Thursday, 18 October 2018

Post Graduation

Yesterday was Edwin's post-graduation ceremony. The omen's were strange. Walking past the Corn Exchange, we passed a foundation stone inscribed, "John Death laid this stone." In his gown and robes, we went with Edwin for a coffee before the ceremony. A woman on her own, but dressed in the blue and gold robes of Edwin's university, followed us into the arcade, then caught up with me. "Is this the way to the Corn Exchange?" she asked to my surprise, for she must have been studying in Cambridge for at least three years, and had walked past it to follow us.

Ann mentioned that her bag was very heavy, because she was carrying water and a folding walking stick in case I needed them. I commented that she'd have to fit a folding wheelchair in when the time came, but she wasn't amused.

At dinner in The Ivy afterwards, I kept looking at a strange optical illusion: a reflection of the back of a man with a black hat. He was like a ghost figure that people walked in front of, behind, and through. I got up to find the cause of the reflection; it was of a picture on the far wall. Then in an alcove I stared at a couple carrying gender equality to a new level. They were identically dressed in black suits, and homburgs that they didn't remove all evening, like a pair of Jehovah's witnesses matching a front view of the ghost image.
  
The ratio of women to men entering medicine is close to 60:40, and is probably similar in veterinary medicine. The biochemistry ratio seems higher, and in the Arts, Law and Social Sciences Faculty it runs at up to 4:1 on some courses. It does begin to seem like the feminist battle has been won, and now they're just mopping up minor pockets of resistance. 

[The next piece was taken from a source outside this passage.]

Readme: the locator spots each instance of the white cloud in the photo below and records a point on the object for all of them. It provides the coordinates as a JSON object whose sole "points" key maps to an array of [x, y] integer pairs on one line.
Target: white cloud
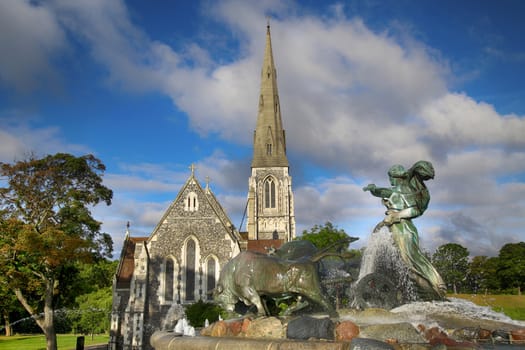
{"points": [[19, 138]]}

News item in The Times: Feminists object to the name "Gentleman's Relish".

Story in The Telegraph: After more than sixty years Kleenex is phasing out the Mansize tissues name, deciding instead to call the disposable handkerchiefs "Extra Large" tissues following complaints by active feminists.

Next to fall will be ladies fingers; we should just call it okra. At this rate, all differences will be eliminated, and we will wear identiclothes. There will be no more gentlemen's outfitters, or ladies fashions, just clothes shops; and women's magazines and those glossies promoting male bodybuilding must merge on the alter of true equality.